Он призывал не того отца, который был вблизи от него, в этом же доме, не того отца, который теперь спокойно ожидал минуты своего освобождения и жил особой, внутренней жизнью, все более и более развивавшейся в нем и направляемой благодаря ежедневным долгим беседам с отцом Николаем. Этого отца великий розенкрейцер мог видеть постоянно, но он не нуждался в нем, и по-прежнему между ними не было внутренней связи.
Он звал другого отца, единственного человека, перед которым склонялся, призывал своего мудрого, великого учителя, в последнее время не подававшего ему о себе никаких известий. Он знал, что если бы этот отец переселился в иной мир, покончил свое долгое земное странствование, он бы узнал об этом в ту же минуту.
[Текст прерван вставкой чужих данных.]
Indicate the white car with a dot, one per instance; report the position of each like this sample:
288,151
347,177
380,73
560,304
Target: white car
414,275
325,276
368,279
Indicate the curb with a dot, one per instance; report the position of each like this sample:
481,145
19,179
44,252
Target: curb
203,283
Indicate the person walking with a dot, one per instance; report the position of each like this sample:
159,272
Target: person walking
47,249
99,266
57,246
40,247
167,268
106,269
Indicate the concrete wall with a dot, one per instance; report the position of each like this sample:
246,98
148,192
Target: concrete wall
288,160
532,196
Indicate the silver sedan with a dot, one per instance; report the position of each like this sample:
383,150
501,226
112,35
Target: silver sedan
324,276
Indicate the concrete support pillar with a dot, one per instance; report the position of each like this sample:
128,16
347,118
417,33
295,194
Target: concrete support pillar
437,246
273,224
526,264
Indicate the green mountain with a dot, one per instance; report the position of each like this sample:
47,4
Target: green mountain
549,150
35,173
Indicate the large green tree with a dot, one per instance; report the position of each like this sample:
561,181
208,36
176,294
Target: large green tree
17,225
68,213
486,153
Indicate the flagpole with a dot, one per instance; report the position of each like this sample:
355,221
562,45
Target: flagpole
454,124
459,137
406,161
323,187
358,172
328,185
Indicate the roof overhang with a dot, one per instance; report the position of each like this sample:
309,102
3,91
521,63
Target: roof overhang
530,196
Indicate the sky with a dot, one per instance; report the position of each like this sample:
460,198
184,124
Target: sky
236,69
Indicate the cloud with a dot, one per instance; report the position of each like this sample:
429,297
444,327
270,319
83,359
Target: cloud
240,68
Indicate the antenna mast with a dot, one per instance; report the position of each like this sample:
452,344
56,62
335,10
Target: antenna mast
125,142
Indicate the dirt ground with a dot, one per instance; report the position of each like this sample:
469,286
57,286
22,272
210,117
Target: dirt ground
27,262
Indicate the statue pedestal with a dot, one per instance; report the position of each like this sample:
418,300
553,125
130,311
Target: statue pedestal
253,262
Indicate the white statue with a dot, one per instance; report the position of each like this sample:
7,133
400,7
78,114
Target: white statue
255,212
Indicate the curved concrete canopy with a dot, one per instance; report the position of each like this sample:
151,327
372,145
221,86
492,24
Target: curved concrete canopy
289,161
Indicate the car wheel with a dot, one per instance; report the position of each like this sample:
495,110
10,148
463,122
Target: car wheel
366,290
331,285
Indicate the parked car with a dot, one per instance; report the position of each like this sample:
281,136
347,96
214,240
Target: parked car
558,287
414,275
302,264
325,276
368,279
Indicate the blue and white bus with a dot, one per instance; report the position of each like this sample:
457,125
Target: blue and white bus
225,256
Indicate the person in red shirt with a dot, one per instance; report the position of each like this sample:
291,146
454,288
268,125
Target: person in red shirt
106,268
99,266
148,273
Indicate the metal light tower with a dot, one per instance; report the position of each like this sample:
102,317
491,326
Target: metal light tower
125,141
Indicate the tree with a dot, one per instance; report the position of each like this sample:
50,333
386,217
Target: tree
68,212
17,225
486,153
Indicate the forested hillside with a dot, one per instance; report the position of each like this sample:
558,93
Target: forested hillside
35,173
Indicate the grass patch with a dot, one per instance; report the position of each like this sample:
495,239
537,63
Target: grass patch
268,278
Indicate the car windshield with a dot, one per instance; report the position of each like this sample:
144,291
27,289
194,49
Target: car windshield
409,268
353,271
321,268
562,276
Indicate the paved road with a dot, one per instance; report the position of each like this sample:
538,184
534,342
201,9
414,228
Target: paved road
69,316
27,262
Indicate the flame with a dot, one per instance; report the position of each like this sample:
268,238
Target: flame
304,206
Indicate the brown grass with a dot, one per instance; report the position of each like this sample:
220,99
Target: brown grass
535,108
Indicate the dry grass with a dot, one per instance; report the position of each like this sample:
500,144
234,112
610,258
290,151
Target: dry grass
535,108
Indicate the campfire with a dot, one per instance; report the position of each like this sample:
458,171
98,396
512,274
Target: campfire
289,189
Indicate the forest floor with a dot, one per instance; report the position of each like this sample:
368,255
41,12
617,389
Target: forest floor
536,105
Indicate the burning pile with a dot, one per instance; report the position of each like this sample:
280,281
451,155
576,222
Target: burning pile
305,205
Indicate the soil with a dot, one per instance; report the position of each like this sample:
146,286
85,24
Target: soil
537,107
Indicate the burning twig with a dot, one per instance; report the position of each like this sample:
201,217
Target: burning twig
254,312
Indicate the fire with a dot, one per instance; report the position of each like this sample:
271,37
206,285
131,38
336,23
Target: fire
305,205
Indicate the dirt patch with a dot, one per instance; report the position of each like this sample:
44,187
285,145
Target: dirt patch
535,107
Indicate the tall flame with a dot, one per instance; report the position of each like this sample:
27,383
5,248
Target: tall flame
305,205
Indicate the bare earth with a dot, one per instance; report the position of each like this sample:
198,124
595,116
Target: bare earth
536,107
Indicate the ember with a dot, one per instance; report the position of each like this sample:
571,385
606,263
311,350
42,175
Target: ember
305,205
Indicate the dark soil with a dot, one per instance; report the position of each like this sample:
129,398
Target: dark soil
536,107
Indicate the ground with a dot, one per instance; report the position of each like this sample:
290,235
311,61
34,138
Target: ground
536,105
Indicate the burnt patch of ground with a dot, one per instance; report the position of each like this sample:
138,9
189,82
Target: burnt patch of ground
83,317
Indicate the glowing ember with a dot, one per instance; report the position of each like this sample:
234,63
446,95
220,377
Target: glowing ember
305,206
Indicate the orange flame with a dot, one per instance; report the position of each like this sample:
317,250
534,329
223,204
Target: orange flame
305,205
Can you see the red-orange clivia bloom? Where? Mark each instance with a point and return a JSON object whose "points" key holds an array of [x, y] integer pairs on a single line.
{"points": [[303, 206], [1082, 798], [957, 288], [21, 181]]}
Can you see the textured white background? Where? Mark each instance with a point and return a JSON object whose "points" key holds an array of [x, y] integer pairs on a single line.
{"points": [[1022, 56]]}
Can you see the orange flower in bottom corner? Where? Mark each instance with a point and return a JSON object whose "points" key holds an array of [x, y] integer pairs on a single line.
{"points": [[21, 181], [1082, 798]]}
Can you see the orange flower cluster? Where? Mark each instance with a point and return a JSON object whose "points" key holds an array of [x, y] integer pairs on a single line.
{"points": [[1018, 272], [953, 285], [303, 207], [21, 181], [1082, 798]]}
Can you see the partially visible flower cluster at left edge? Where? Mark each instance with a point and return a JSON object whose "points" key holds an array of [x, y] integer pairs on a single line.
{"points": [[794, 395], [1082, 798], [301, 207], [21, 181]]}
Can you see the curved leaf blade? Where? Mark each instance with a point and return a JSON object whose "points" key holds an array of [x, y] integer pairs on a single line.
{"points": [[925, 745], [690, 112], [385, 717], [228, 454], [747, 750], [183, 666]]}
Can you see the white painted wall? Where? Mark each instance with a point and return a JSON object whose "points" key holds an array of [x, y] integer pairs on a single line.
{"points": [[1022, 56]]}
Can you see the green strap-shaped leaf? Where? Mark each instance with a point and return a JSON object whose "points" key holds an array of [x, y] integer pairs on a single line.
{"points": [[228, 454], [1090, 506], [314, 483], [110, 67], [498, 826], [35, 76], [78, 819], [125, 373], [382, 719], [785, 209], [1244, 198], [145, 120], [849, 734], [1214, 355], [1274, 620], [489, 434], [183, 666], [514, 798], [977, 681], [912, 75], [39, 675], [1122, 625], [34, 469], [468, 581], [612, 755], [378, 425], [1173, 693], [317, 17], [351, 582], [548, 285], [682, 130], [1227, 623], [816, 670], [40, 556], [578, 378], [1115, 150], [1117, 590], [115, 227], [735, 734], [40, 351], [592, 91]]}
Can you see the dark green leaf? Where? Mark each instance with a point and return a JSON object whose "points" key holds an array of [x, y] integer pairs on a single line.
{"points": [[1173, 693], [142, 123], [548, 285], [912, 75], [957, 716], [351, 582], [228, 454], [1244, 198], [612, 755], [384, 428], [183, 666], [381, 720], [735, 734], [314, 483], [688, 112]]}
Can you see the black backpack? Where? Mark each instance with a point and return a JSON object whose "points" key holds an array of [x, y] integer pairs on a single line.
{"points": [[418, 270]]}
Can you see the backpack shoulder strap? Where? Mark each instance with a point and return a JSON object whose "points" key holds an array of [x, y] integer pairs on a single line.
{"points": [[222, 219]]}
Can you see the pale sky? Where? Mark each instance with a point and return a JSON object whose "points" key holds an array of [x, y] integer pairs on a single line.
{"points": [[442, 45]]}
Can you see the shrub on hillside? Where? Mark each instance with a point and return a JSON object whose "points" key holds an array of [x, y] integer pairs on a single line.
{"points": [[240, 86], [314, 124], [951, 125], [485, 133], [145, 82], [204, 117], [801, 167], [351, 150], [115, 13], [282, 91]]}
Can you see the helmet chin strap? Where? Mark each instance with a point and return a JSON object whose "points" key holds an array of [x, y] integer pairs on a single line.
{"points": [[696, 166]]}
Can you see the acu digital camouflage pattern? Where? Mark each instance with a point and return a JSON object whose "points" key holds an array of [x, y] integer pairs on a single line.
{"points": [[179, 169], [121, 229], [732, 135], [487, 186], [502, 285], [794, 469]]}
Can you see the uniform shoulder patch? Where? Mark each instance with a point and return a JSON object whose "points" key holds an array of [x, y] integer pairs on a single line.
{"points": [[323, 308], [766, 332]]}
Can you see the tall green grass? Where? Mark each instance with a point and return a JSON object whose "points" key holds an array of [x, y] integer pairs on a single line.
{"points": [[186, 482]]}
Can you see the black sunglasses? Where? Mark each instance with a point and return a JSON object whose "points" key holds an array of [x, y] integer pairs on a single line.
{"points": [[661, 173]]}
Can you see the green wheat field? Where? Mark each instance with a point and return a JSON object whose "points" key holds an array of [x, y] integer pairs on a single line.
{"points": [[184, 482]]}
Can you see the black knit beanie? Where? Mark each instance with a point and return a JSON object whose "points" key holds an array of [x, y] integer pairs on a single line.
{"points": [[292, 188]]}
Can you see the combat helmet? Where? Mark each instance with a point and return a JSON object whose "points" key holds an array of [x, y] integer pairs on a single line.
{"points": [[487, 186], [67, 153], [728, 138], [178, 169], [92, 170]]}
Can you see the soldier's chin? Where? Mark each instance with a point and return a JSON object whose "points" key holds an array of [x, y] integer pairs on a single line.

Отец не мог покинуть земли, не сказав последнее земное «прости» любимому сыну и наследнику своих знаний, мудрости и власти.
Нет, отец жив, а между тем нет от него вести, и порвана между ними давно уже созданная их волей и знанием, неизменно действовавшая, невидимая нить. Они разобщены, и виновник этого разобщения, очевидно, отец…
Что же это значит? За что такое наказание, единственное наказание, какому мог быть подвергнут великий розенкрейцер отеческой властью старца? Мысль о том, что отец им недоволен и что не все еще совершено, – эта новая мысль была невыносима Захарьеву-Овинову.
Но вот он начинает ощущать нечто необычайное. Это именно и есть то самое ощущение, какое он всегда испытывал, когда от него требовалось все напряжение духовных способностей, когда готово было совершиться какое-нибудь явление высшего порядка.
«Это отец приближается!» – мелькнуло в голове его, и сердце его забилось.
Он ждал, устремив неподвижный взгляд перед собою. Вот какой-то неясный, едва слышный звук пронесся в тишине комнаты… вот мелькнуло что-то. Но перед ним не отец. Перед ним графиня Елена.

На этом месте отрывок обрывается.